Man sagt, große Läden würden ihre Kunden ausbeuten. Selbst in einer kleinen Stadt wie Xihua schrecken sie nicht davor zurück, Landwirte abzuzocken, geschweige denn in Hanhai.
Nach kurzem Überlegen zählte Lin Feng insgesamt zwei Milliarden minderwertige Geistersteine und zehn Millionen mittelwertige Geistersteine ab, packte sie alle in einen Aufbewahrungsbeutel und übergab ihn dann Ji Lan.
"Daoistischer Gefährte Lin, was ist das...?"
Ji Lan zögerte einen Moment, nahm es aber nicht an.
„Obwohl du Ruolis Vater bist, sollten wir die Angelegenheiten getrennt halten. Ich nehme den Schlüssel zum Zwölf-Yin-Yang-Drehfeld entgegen, und du solltest im Gegenzug diese Geistersteine annehmen.“
Lin Feng sagte es ganz selbstverständlich.
Diesmal bestand Ji Lan nicht darauf.
Ehrlich gesagt, obwohl er genug Geistersteine für die Überfahrt hatte, hatte er sie bei seiner Ankunft auf dem Yanxuan-Kontinent fast alle aufgebraucht.
Zu diesem Zeitpunkt wären ihr Ort und Leute fremd gewesen. Auch wenn die Erfahrung bereichernd gewesen wäre, wollte Ji Lan sich nicht absichtlich unnötigem Leid aussetzen.
Er wusste nicht, wie viele Geistersteine Lin Feng ihm gegeben hatte, also nahm er sie und betrachtete sie.
Als Ji Lan das sah, war sie völlig fassungslos.
Die Berge aus Geistersteinen blendeten ihn fast, und die reiche spirituelle Energie breitete sich über dem Stauraum des Beutels aus und verweilte lange.
Ji Lan hatte in all ihren Jahren der Kultivierung noch nie ein so riesiges Vermögen gesehen.
"Das...das...Lieber Daoist Lin, das ist zu viel."
Ji Lan lehnte umgehend ab.
Zehn Millionen mittelwertige Geistersteine sind eine Milliarde minderwertiger Geistersteine wert, oder sogar noch mehr.
Mit anderen Worten: Dieser Aufbewahrungsbeutel enthält ganze drei Milliarden minderwertige Geistersteine, was eine enorme Menge ist.

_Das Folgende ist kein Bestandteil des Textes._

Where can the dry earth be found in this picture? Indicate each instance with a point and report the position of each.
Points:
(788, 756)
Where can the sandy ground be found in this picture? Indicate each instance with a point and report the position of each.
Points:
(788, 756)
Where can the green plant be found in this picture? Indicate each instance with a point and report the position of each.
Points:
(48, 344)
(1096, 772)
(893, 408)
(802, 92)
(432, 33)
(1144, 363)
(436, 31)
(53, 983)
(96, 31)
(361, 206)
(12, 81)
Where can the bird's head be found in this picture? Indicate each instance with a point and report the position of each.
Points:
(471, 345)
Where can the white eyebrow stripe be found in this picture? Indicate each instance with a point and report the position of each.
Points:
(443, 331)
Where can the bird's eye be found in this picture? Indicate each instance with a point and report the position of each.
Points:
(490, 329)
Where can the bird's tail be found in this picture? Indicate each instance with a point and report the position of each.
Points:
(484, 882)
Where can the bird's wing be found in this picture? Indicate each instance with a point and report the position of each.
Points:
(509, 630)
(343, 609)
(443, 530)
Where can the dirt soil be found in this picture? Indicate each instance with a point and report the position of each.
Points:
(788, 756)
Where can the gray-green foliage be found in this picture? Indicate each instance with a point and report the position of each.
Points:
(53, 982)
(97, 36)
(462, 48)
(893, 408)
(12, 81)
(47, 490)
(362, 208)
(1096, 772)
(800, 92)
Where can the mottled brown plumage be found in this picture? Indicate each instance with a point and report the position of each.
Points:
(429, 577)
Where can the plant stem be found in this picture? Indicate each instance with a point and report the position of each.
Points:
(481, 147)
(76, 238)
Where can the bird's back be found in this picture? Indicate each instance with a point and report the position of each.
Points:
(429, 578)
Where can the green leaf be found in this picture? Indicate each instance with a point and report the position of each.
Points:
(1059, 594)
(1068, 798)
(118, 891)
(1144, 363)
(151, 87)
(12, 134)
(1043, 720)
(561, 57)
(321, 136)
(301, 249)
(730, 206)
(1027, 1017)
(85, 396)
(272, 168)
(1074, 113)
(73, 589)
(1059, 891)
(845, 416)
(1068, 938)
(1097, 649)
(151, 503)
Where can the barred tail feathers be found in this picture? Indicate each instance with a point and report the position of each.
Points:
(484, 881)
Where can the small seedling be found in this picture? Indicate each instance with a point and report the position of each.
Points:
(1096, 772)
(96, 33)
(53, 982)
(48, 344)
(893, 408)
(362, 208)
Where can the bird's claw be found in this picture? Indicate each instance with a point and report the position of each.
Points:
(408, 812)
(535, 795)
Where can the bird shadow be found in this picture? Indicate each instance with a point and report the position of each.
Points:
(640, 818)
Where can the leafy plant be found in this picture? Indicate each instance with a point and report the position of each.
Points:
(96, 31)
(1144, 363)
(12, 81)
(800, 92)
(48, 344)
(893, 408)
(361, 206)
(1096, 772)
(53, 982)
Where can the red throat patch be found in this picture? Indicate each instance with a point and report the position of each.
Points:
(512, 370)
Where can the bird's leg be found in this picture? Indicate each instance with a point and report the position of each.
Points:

Lin Feng winkte jedoch ab: „Diese Geistersteine sind rar. Auf dem gesamten Yanxuan-Kontinent gibt es mächtige menschliche Kultivierende, daher ist die Nachfrage nach Geistersteinen relativ hoch. Auch für das Training ist eine gewisse Grundversorgung notwendig. Mehr kann ich leider nicht tun.“
Ji Lans ausgestreckte Hand erstarrte in der Luft.
Nach langem Schweigen holte Ji Lan tief Luft und nickte heftig: „Da dem so ist, lieber Daoist Lin, werde ich mich nicht weiter bedanken. Ungeachtet dessen, ob ich Mo Ruo in Zukunft retten kann … ich sage es noch einmal: Ich, Ji Lan, werde ohne Zögern durch Feuer und Wasser gehen.“
Lebewohl.
Lin Feng formte seine Hände zu einer respektvollen Geste.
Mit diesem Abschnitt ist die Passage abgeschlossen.